Given the importance of improving rice productivity in Casamance, this study aims to:
- Evaluate the morphological and yield-related parameters of the ISRIZ 7 variety under different seedling spacings and fertilization levels.
- Identify the best combination of plant density and fertilization strategy to optimize rice production under rainfed conditions.
3 MATERIALS AND METHODS
3.1 Experimental site: The experiment was conducted at the Djibélor Agricultural Research Center (12°33ʹ39ʺN; 16°18ʹ25ʺW) in Ziguinchor region located in the south-west of Senegal (Figure 1). The soil is tropical ferruginous with a sandy texture and a low organic matter content (less than 1%) (Loyer et al., 1986).

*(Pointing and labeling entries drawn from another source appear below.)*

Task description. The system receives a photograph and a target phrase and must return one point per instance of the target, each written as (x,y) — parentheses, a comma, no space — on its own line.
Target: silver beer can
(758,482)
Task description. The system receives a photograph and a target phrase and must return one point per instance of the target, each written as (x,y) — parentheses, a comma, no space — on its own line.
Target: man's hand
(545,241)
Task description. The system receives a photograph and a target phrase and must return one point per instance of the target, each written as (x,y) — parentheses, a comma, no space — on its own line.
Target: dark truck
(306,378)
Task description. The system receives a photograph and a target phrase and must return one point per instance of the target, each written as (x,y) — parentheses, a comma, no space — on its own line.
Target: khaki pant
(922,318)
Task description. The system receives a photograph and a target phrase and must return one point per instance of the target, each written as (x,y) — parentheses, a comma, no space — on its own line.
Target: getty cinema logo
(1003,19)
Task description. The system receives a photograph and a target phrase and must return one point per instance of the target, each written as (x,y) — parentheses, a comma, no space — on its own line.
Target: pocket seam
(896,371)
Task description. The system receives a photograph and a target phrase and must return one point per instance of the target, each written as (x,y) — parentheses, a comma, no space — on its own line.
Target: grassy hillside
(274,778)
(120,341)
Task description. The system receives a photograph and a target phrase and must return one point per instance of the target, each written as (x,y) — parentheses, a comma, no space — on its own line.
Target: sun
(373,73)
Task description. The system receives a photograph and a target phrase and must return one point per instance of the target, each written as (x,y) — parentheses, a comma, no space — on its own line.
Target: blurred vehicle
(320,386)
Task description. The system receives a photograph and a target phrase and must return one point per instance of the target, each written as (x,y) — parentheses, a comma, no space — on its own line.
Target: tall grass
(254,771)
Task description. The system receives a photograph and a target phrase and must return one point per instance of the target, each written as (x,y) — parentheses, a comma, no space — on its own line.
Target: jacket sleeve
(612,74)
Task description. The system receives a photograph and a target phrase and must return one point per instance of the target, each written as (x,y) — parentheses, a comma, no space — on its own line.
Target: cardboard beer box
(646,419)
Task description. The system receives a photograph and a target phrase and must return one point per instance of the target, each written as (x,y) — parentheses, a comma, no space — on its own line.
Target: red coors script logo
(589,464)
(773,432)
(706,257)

Figure 1: Geographical location of the experimental site
The climate of the region is of the Sudanian South Coastal type (Sagna, 2005). Ziguinchor experiences two distinct seasons: a rainy season, which lasts for approximately four months from July to October, with an average rainfall of 1300 mm between 1991 and 2021, and a dry season, which lasts for about eight months, from November to June. Figure 2, which illustrates the rainfall variability in Ziguinchor from 1991 to 2022, highlights the years 1999 ; 2008 ; 2015 and 2020 as those with the highest recorded rainfall (exceeding 1700mm/year). In contrast, the years 1992, 2002, 2007, and 2021 are characterized by lower rainfall, with totals under 1300mm/year.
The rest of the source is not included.